Testing the Performance of ClickHouse

One of the main selling points of ClickHouse is that it's very fast, in many cases utilizing the hardware up to the theoretical limits. This was noted by many independent benchmark such as this one. This speed boils down to a right combination of architectural choices and algorithmic optimizations, sprinkled with a dash of pixie dust. There is an overview of these factors on our website, or a talk by the ClickHouse lead developer Alexey Milovidov "The secrets of ClickHouse performance optimizations". But this is a static picture of "how the things are". Software is a living and changing organism, and ClickHouse is changing very fast — to give you a scale, in July 2021 we merged 319 pull requests made by 60 different authors (live statistics here). Any quality that is not actively selected for is going to be lost in this endless stream of changes, and the performance is no exception. For this reason, we have to have some process that allows us to ensure than ClickHouse always stays fast.

How do we know it is fast, in the first place? We do a lot of benchmarks, many kinds of them. The most basic kind of a benchmark is a micro-benchmark, that doesn't use the full code of the server and tests a particular algorithm in isolation. We use them to choose a better inner loop for some aggregate function, or to test various layouts of hash tables, and so on. For example, when we discovered that a competing database engine completes a query with sum aggregate function twice as fast, we tested a couple of dozen implementations of sum to ultimately find the one that gives the best performance (see a talk about this, in Russian). But testing a particular algorithm by itself is not enough to say how the entire query is going to work. We have to also make end-to-end measurements of entire queries, often using the real production data, because the particulars of the data (e.g. the cardinality and the distribution of values) heavily influence the performance. Currently we have about 3000 end-to-end test queries organized into about 200 tests. Many of them use real data sets, such as the production data of Yandex.Metrica, obfuscated with clickhouse-obfuscator as described here.

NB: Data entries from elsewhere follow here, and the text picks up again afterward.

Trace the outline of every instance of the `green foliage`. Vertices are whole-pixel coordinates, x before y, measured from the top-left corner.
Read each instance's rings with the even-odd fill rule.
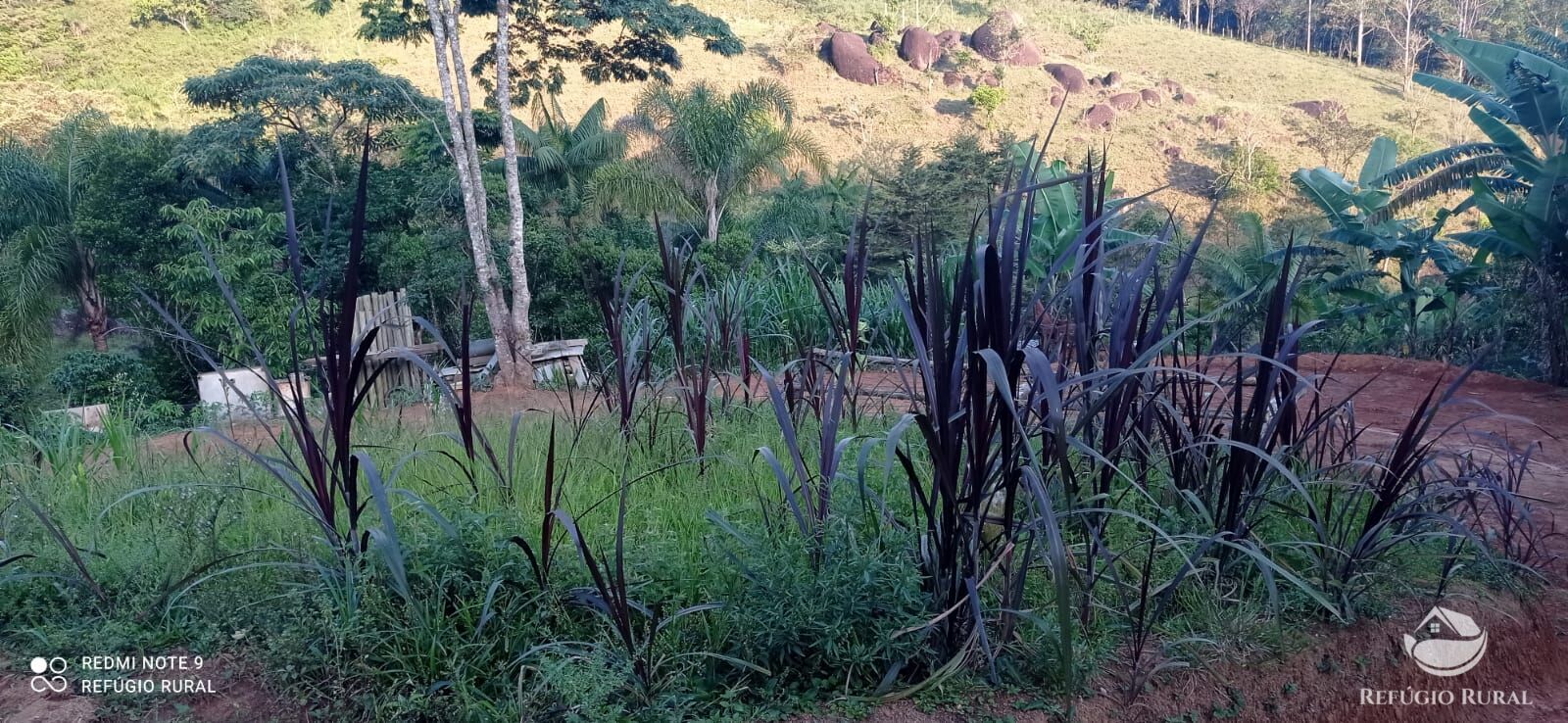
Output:
[[[33,372],[0,365],[0,428],[22,427],[38,411],[38,381]]]
[[[869,205],[872,256],[902,259],[919,234],[938,242],[969,237],[974,220],[991,199],[1007,173],[1011,140],[985,147],[972,135],[961,135],[935,149],[903,147],[884,163],[870,168],[877,183]]]
[[[155,389],[152,370],[121,353],[74,351],[49,375],[49,386],[69,405],[110,405],[125,409]]]
[[[1256,143],[1231,141],[1220,160],[1220,180],[1243,198],[1270,196],[1284,188],[1279,160]]]
[[[1538,33],[1538,38],[1544,33]],[[1486,143],[1436,151],[1391,168],[1385,185],[1399,188],[1399,209],[1454,191],[1469,198],[1490,226],[1458,234],[1477,257],[1526,259],[1538,268],[1537,304],[1548,373],[1568,384],[1568,60],[1560,45],[1501,45],[1435,36],[1457,55],[1474,85],[1417,74],[1416,82],[1471,105],[1471,122]]]
[[[185,99],[227,118],[191,130],[176,163],[198,177],[232,180],[254,174],[278,154],[278,143],[298,144],[309,174],[339,191],[345,187],[353,149],[365,125],[419,121],[434,102],[412,83],[387,75],[373,63],[289,60],[252,55],[232,67],[185,82]]]
[[[969,93],[969,105],[983,111],[988,122],[1005,100],[1007,89],[1002,86],[977,85],[975,89]]]
[[[166,22],[190,33],[207,22],[209,0],[136,0],[133,24]]]
[[[105,116],[78,113],[60,124],[39,149],[0,141],[0,362],[36,354],[60,296],[96,300],[89,315],[94,342],[105,345],[107,311],[97,285],[94,249],[77,237],[78,180],[102,147]],[[86,311],[86,309],[85,309]]]
[[[823,168],[822,149],[790,127],[793,118],[793,96],[773,80],[728,94],[707,83],[649,86],[633,121],[654,151],[601,168],[588,196],[602,210],[674,213],[717,242],[724,212],[739,196],[787,177],[792,165]]]
[[[599,99],[575,124],[568,122],[552,96],[536,99],[538,127],[516,124],[521,155],[517,169],[532,182],[530,191],[549,193],[546,204],[571,220],[582,212],[583,193],[599,168],[626,157],[626,133],[610,129]]]
[[[897,540],[834,521],[814,565],[801,535],[743,541],[740,590],[724,609],[734,652],[771,671],[770,685],[834,690],[875,687],[920,654],[925,621],[914,561]]]
[[[284,251],[276,246],[282,234],[281,213],[262,209],[223,209],[205,199],[183,207],[166,205],[163,215],[174,223],[168,238],[187,249],[158,265],[168,298],[163,304],[191,332],[198,343],[218,354],[224,364],[254,362],[246,336],[267,353],[267,362],[285,367],[290,354],[290,312],[293,284],[281,271]],[[212,263],[234,290],[245,317],[230,312]]]
[[[1110,22],[1093,14],[1063,14],[1057,22],[1062,24],[1062,31],[1082,42],[1083,49],[1090,52],[1099,50],[1105,42],[1105,35],[1110,33]]]

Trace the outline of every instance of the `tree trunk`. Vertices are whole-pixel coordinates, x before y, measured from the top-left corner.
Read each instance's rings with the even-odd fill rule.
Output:
[[[448,6],[445,0],[425,0],[425,9],[430,14],[430,31],[436,45],[436,77],[441,82],[441,105],[447,114],[447,129],[452,133],[452,144],[447,151],[458,166],[458,187],[463,191],[463,216],[469,229],[474,274],[478,278],[485,317],[497,336],[495,348],[499,351],[510,347],[500,337],[508,332],[511,325],[508,323],[506,300],[502,296],[500,281],[495,278],[494,251],[489,243],[488,201],[485,198],[485,183],[480,180],[478,173],[478,152],[474,149],[474,113],[472,108],[464,113],[458,107],[453,91],[453,75],[463,82],[463,53],[452,45],[452,38],[448,36],[448,28],[456,28],[456,9]],[[456,61],[456,74],[453,74],[448,55]],[[466,88],[467,83],[463,83],[463,86]],[[502,356],[500,361],[505,362],[506,358]]]
[[[82,304],[82,318],[93,337],[93,350],[108,351],[108,307],[103,306],[103,292],[97,282],[97,259],[89,249],[78,249],[78,257],[82,271],[77,276],[77,303]]]
[[[1366,38],[1367,38],[1367,11],[1366,8],[1356,8],[1356,67],[1366,61]]]
[[[522,188],[517,179],[517,133],[511,125],[511,2],[495,0],[495,107],[500,110],[500,147],[503,154],[502,166],[506,174],[506,210],[511,212],[506,231],[511,248],[506,263],[511,271],[511,329],[508,340],[513,343],[508,359],[511,367],[503,372],[508,384],[527,384],[533,381],[533,328],[528,325],[528,306],[533,296],[528,293],[528,267],[524,256],[522,229]]]
[[[1414,83],[1416,74],[1416,38],[1414,38],[1414,13],[1405,13],[1405,45],[1400,50],[1405,52],[1405,94],[1410,96],[1410,88]]]
[[[702,187],[702,201],[707,204],[707,243],[718,242],[718,176],[710,176]]]
[[[1306,55],[1312,55],[1312,0],[1306,0]]]

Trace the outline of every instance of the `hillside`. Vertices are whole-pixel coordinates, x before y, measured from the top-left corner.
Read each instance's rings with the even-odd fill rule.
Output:
[[[251,53],[310,53],[328,60],[367,58],[434,93],[428,45],[373,44],[354,39],[359,17],[343,3],[328,17],[301,9],[296,0],[260,0],[263,19],[243,27],[205,27],[187,35],[172,25],[132,27],[130,0],[0,0],[0,130],[30,135],[83,105],[110,111],[132,124],[183,127],[199,114],[182,100],[185,77],[205,74]],[[685,52],[677,82],[710,80],[739,85],[773,75],[800,100],[806,129],[834,158],[950,136],[961,132],[1043,132],[1055,108],[1047,102],[1055,83],[1046,71],[1008,67],[1007,100],[986,127],[969,113],[969,88],[947,88],[938,72],[917,72],[887,52],[895,67],[889,85],[867,86],[840,78],[818,58],[818,22],[864,30],[889,5],[867,0],[698,0],[698,6],[729,20],[746,42],[739,58],[718,58],[696,47]],[[905,3],[908,5],[908,3]],[[1193,99],[1163,99],[1159,107],[1118,116],[1107,133],[1083,124],[1085,110],[1107,91],[1071,96],[1057,133],[1057,154],[1079,157],[1110,144],[1118,185],[1140,193],[1171,183],[1196,191],[1212,179],[1232,141],[1254,144],[1289,171],[1323,163],[1300,144],[1292,121],[1308,116],[1289,104],[1336,100],[1355,124],[1391,133],[1402,149],[1424,151],[1455,141],[1466,129],[1461,108],[1417,89],[1400,96],[1391,72],[1206,36],[1146,16],[1071,2],[1019,3],[1024,35],[1046,63],[1069,63],[1085,75],[1120,72],[1123,91],[1179,83]],[[919,24],[933,31],[972,31],[988,11],[978,3],[947,3],[919,16],[894,11],[891,27]],[[470,22],[467,50],[481,47],[488,28]],[[895,38],[897,39],[897,38]],[[986,63],[989,67],[989,63]],[[593,88],[574,78],[563,105],[580,110],[599,96],[612,111],[626,111],[635,96],[626,88]],[[1369,141],[1358,138],[1358,146]],[[1167,201],[1190,205],[1195,194]]]

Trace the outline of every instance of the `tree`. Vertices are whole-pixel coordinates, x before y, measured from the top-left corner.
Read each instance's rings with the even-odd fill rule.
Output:
[[[792,168],[826,168],[822,151],[790,127],[795,100],[773,80],[729,94],[707,83],[687,89],[651,86],[637,102],[633,127],[654,151],[602,168],[590,187],[599,209],[701,216],[704,238],[718,242],[731,201]]]
[[[1524,49],[1433,36],[1475,80],[1428,74],[1414,80],[1468,104],[1486,141],[1413,158],[1389,169],[1383,183],[1399,191],[1399,205],[1468,191],[1455,209],[1479,209],[1490,227],[1455,237],[1477,256],[1529,262],[1548,373],[1552,383],[1568,384],[1568,44],[1544,33],[1537,39]]]
[[[221,179],[237,166],[270,163],[278,143],[296,144],[309,158],[299,180],[320,180],[331,193],[345,188],[343,168],[354,163],[367,125],[416,121],[433,110],[412,83],[362,60],[252,55],[193,77],[183,89],[191,105],[227,113],[191,130],[179,160],[185,171]]]
[[[249,365],[254,339],[267,362],[284,369],[290,362],[295,289],[282,271],[287,254],[276,243],[284,234],[282,213],[224,209],[207,199],[165,205],[160,213],[174,223],[165,235],[182,251],[157,268],[166,290],[165,309],[216,359]],[[234,295],[243,328],[213,268]]]
[[[1330,231],[1323,234],[1325,238],[1364,249],[1380,270],[1389,265],[1386,262],[1394,265],[1392,274],[1386,270],[1378,274],[1394,278],[1399,292],[1392,296],[1366,295],[1363,301],[1380,309],[1402,311],[1408,353],[1416,347],[1421,315],[1454,307],[1457,296],[1474,287],[1486,257],[1466,260],[1454,251],[1443,235],[1443,227],[1452,216],[1449,210],[1439,210],[1430,224],[1397,218],[1400,210],[1408,209],[1408,202],[1400,202],[1389,188],[1399,179],[1392,176],[1399,168],[1397,155],[1399,147],[1392,140],[1378,138],[1356,180],[1328,168],[1303,168],[1292,180],[1328,218]],[[1422,282],[1421,271],[1428,265],[1441,271],[1441,287]],[[1341,289],[1341,293],[1348,292],[1353,289]]]
[[[190,35],[191,28],[207,20],[207,2],[209,0],[138,0],[136,14],[132,16],[130,22],[135,25],[166,22],[179,25],[180,30]]]
[[[557,212],[569,220],[579,212],[593,174],[626,157],[626,133],[607,125],[604,99],[590,105],[577,122],[566,119],[554,97],[546,102],[535,96],[535,111],[536,127],[516,124],[527,151],[517,163],[535,187],[557,193]]]
[[[36,350],[60,292],[74,293],[93,347],[108,350],[108,307],[99,287],[97,253],[77,234],[83,177],[107,125],[88,111],[67,118],[33,149],[0,143],[0,354]]]
[[[315,0],[317,11],[328,11],[332,0]],[[474,107],[464,75],[464,55],[458,25],[459,11],[494,13],[495,44],[481,53],[474,71],[495,66],[494,99],[502,116],[503,174],[510,210],[506,253],[511,276],[503,289],[489,240],[489,212],[481,176],[481,162],[474,133]],[[670,0],[543,0],[511,5],[506,0],[364,0],[365,24],[359,36],[379,41],[419,41],[430,33],[436,50],[436,77],[441,83],[442,110],[450,132],[450,155],[458,166],[464,218],[474,254],[485,311],[495,329],[503,383],[522,380],[530,365],[528,347],[528,282],[524,259],[524,218],[517,174],[517,147],[511,127],[511,89],[527,102],[533,91],[555,93],[566,82],[568,64],[577,66],[591,83],[604,82],[668,82],[671,69],[681,67],[674,41],[702,38],[704,49],[734,55],[740,41],[729,27],[690,5]],[[510,292],[510,295],[508,295]]]
[[[1383,0],[1378,27],[1399,50],[1399,72],[1405,77],[1406,94],[1421,69],[1421,53],[1432,44],[1427,30],[1436,22],[1433,6],[1435,0]]]
[[[1336,0],[1331,6],[1352,27],[1350,35],[1355,36],[1353,52],[1358,66],[1366,64],[1367,17],[1374,9],[1374,2],[1377,0]]]
[[[1253,19],[1267,6],[1269,0],[1231,0],[1231,13],[1236,13],[1236,30],[1243,41],[1247,39],[1248,28],[1253,25]]]

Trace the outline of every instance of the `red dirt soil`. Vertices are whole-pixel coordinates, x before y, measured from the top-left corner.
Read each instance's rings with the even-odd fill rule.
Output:
[[[1308,356],[1303,372],[1322,373],[1331,358]],[[1458,369],[1433,361],[1392,359],[1386,356],[1341,356],[1334,359],[1327,384],[1330,397],[1363,387],[1355,400],[1356,420],[1369,425],[1367,444],[1377,436],[1397,433],[1411,417],[1416,405],[1433,384],[1447,384]],[[872,380],[867,380],[872,381]],[[892,375],[875,380],[881,387],[894,384]],[[571,411],[583,409],[590,398],[568,397],[564,392],[528,391],[491,392],[478,395],[488,416],[511,414],[517,409]],[[1477,412],[1485,412],[1477,416]],[[395,414],[395,412],[386,412]],[[405,422],[428,419],[428,409],[401,412]],[[1439,412],[1439,427],[1455,422],[1441,445],[1449,450],[1482,450],[1493,445],[1485,434],[1496,434],[1515,445],[1540,442],[1532,463],[1534,475],[1524,492],[1538,499],[1543,514],[1562,511],[1568,503],[1568,391],[1475,373]],[[260,439],[256,430],[240,427],[241,439]],[[180,436],[155,441],[165,450],[180,449]],[[1232,715],[1240,721],[1568,721],[1568,598],[1563,596],[1568,538],[1552,538],[1560,555],[1549,569],[1551,588],[1527,604],[1512,598],[1450,598],[1449,604],[1469,613],[1488,632],[1485,659],[1472,671],[1458,678],[1432,678],[1405,660],[1400,635],[1419,623],[1425,604],[1413,601],[1386,621],[1363,621],[1350,627],[1316,626],[1308,630],[1311,645],[1275,660],[1212,660],[1201,670],[1184,670],[1157,681],[1154,690],[1132,706],[1121,703],[1115,682],[1098,681],[1093,698],[1079,701],[1079,720],[1085,721],[1201,721],[1214,720],[1228,706],[1231,690],[1245,701]],[[27,665],[9,662],[0,670],[20,673]],[[227,693],[212,701],[185,701],[193,706],[182,720],[306,720],[298,706],[281,701],[262,687],[257,676],[237,674]],[[1363,706],[1361,688],[1378,690],[1526,690],[1530,706]],[[1455,693],[1458,696],[1460,693]],[[1018,710],[1019,703],[1036,696],[1021,695],[989,706],[994,715],[1013,720],[1049,721],[1049,714]],[[1024,706],[1029,707],[1029,706]],[[27,688],[25,674],[0,676],[0,723],[88,721],[97,715],[97,703],[83,696],[41,696]],[[1195,717],[1189,717],[1195,715]],[[880,706],[873,723],[936,723],[975,720],[978,714],[922,712],[909,703]],[[154,720],[163,720],[157,715]],[[797,723],[840,720],[833,715],[801,715]]]

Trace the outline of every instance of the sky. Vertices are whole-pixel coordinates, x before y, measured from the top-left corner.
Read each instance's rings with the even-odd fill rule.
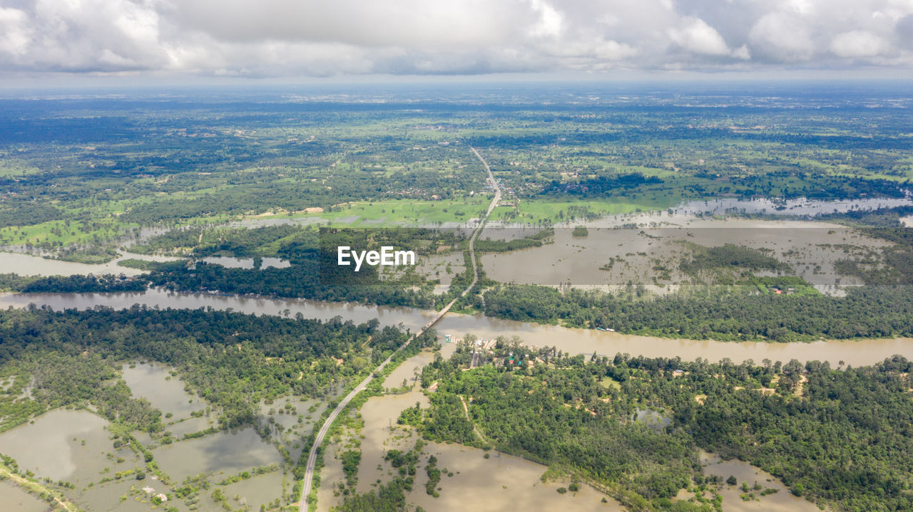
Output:
[[[0,0],[0,83],[913,77],[913,0]]]

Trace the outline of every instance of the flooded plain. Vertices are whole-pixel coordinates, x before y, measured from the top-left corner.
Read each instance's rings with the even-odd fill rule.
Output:
[[[205,308],[254,313],[329,320],[340,316],[356,323],[378,318],[382,325],[402,324],[417,330],[435,316],[434,312],[409,308],[362,306],[345,302],[320,302],[305,300],[234,297],[209,293],[175,293],[150,290],[142,293],[7,293],[0,295],[0,308],[26,307],[29,303],[47,305],[55,310],[88,309],[97,305],[128,308],[133,304],[159,308]],[[436,326],[440,334],[462,338],[471,333],[485,339],[498,336],[519,336],[525,344],[555,346],[572,354],[614,356],[681,357],[693,361],[698,357],[717,362],[729,358],[739,363],[764,359],[786,363],[828,361],[836,367],[841,361],[854,366],[880,363],[894,354],[913,359],[913,338],[868,339],[861,341],[827,340],[813,343],[717,342],[639,336],[572,329],[556,325],[501,320],[482,314],[447,313]],[[400,379],[402,381],[402,379]]]
[[[705,475],[716,475],[723,480],[729,476],[736,477],[735,486],[723,484],[719,495],[723,497],[723,510],[726,512],[750,512],[755,510],[769,512],[814,512],[817,506],[810,501],[792,496],[775,476],[762,471],[747,462],[740,460],[722,460],[715,454],[701,452],[701,464],[704,465]],[[748,493],[742,489],[742,483],[749,485]],[[760,496],[762,489],[753,489],[758,484],[762,489],[773,489],[776,492],[767,496]],[[770,491],[768,491],[770,492]],[[750,499],[742,499],[742,495],[750,493]]]
[[[145,398],[163,415],[171,413],[174,420],[186,418],[191,413],[205,408],[203,399],[184,391],[184,383],[172,375],[173,369],[164,364],[125,364],[121,370],[133,396]]]
[[[605,227],[594,220],[585,237],[568,228],[555,229],[553,242],[481,257],[486,272],[501,282],[593,287],[634,284],[717,282],[721,276],[695,278],[679,269],[697,246],[727,243],[747,247],[790,266],[790,275],[815,285],[863,282],[842,276],[835,263],[846,259],[877,258],[884,241],[860,235],[836,224],[805,220],[666,218],[647,226]],[[484,236],[517,238],[509,231],[487,230]],[[759,275],[764,275],[761,272]],[[775,275],[767,272],[766,275]]]
[[[84,486],[110,464],[107,425],[89,411],[55,409],[0,434],[0,453],[40,476]]]
[[[288,260],[282,260],[279,258],[263,258],[263,261],[260,264],[261,269],[285,269],[291,266],[291,263]],[[230,258],[228,256],[208,256],[203,258],[201,261],[207,263],[214,263],[216,265],[222,265],[227,269],[253,269],[254,268],[254,259],[253,258]]]
[[[159,466],[175,481],[200,473],[231,476],[257,466],[282,464],[282,456],[253,428],[220,431],[152,450]]]
[[[47,504],[16,485],[0,481],[0,504],[9,512],[45,512]]]

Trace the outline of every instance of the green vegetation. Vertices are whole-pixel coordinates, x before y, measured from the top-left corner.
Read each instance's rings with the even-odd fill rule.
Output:
[[[768,271],[778,273],[790,271],[789,265],[750,247],[732,243],[717,247],[703,247],[697,244],[689,246],[693,254],[690,259],[682,260],[678,268],[691,275],[698,275],[704,271],[729,269]]]
[[[619,108],[583,90],[543,108],[540,93],[514,92],[421,108],[360,93],[4,100],[0,244],[97,262],[144,227],[461,224],[488,202],[467,144],[504,185],[494,219],[531,225],[719,197],[899,198],[913,177],[900,91],[839,108],[792,92],[682,107],[655,91]]]
[[[632,286],[615,294],[498,285],[485,292],[485,312],[524,322],[561,321],[572,326],[698,340],[786,342],[913,335],[909,286],[856,287],[848,289],[845,297],[830,297],[807,286],[803,293],[778,295],[772,292],[773,286],[765,284],[789,280],[754,278],[748,282],[751,284],[691,287],[642,298]]]
[[[507,364],[509,352],[524,363]],[[666,509],[681,488],[712,494],[698,447],[750,461],[827,507],[913,507],[913,466],[897,456],[913,450],[913,366],[901,357],[844,370],[624,355],[587,363],[498,341],[491,364],[461,371],[470,356],[461,346],[425,367],[423,384],[438,383],[426,437],[480,445],[475,426],[495,448],[586,479],[635,509]],[[601,385],[605,377],[620,387]],[[453,406],[460,396],[471,404],[469,422]],[[631,421],[645,407],[669,425]],[[709,509],[710,501],[675,509]]]
[[[191,389],[220,411],[222,428],[251,425],[261,398],[325,395],[406,339],[397,329],[379,329],[376,321],[354,325],[139,307],[14,310],[0,312],[0,321],[6,340],[0,372],[14,378],[0,399],[3,430],[53,407],[88,404],[111,421],[161,430],[161,412],[131,398],[116,376],[117,362],[137,357],[175,366]],[[19,398],[30,378],[34,395]]]

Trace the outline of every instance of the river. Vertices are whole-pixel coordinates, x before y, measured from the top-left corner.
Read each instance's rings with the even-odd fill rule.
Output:
[[[434,312],[409,308],[362,306],[343,302],[321,302],[300,299],[266,299],[208,293],[175,293],[150,290],[140,293],[7,293],[0,295],[0,307],[25,307],[29,303],[47,305],[55,310],[88,309],[95,306],[128,308],[133,304],[151,308],[231,309],[254,314],[288,315],[300,312],[304,318],[329,320],[340,316],[356,323],[377,318],[383,325],[402,324],[413,331],[426,323]],[[462,337],[471,333],[485,339],[519,336],[534,346],[555,346],[570,353],[601,355],[629,353],[632,356],[701,357],[712,362],[729,358],[748,359],[760,364],[764,359],[788,362],[828,361],[837,366],[841,361],[854,366],[872,364],[886,357],[900,354],[913,358],[913,339],[872,339],[863,341],[819,341],[814,343],[774,343],[762,342],[717,342],[636,336],[590,329],[571,329],[555,325],[500,320],[481,314],[448,313],[436,326],[441,334]]]

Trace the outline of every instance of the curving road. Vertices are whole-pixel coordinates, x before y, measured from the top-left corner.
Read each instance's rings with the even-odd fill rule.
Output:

Micro-benchmarks are normally ran by a developer while working on the code, but it is not practical to manually run the entire battery of the end-to-end tests for each change. We use an automated system that does this for each pull request as part of continuous integration checks. It measures whether the code changes introduced by a pull request influenced the performance, for which kinds of queries and by how much, and alerts the developer if there is a regression. Here is how a typical report looks.

To talk about "changes in performance", we first have to measure this performance. The most natural measure for a single query is elapsed time. It is susceptible to random variations, so we have to take several measurements and average them in some way. From the application point of view, the most interesting statistic is maximum. We want to guarantee that e.g. an analytical dashboard built on ClickHouse is responsive. However, the query time can grow almost without limit due to random factor such as sudden disk load spikes or network delays, so using the maximum is not practical. The minimum is also interesting — after all, there is a theoretical bound on it. We know that the particular algorithm can run only so fast on the particular hardware, in ideal conditions. But if we only look at the minimum, we are going to miss cases where some runs of the query are slow and some are not (e.g. boundary effects in some cache). So we compromise by measuring the median. It is a robust statistic that is reasonably sensitive to outliers and stable enough against noise.

After measuring the performance, how do we determine that it has changed? Due to various random and systematic factors, the query time always drifts, so the number always changes, but the question is whether this change is meaningful. If we have an old version of the server, and a new version of the server, are they going to consistently give a different result for this query, or was it just a fluke? To answer this, we have to employ some statistical method. The core idea of these methods is comparing the observed values to some reference distribution, and deciding whether what we observed can plausibly belong to this distribution, or, on the contrary, it cannot, which means that the performance characteristics of the patched server are indeed different.

Choosing the reference distribution is the starting point. One way to obtain it is to build a mathematical model of the process. This works well for simple things like tossing a coin a fixed number of times. We can analytically deduce that the number of heads we get follows the binomial distribution, and get a confidence interval on this number, given the required level of significance. If the observed number of heads doesn't belong to this interval, we can conclude that the coin is biased. However, modeling the query execution from first principles is too complex. The best we can do is to use the hardware capabilities to estimate how fast the query could run, in principle, and try to achieve this throughput.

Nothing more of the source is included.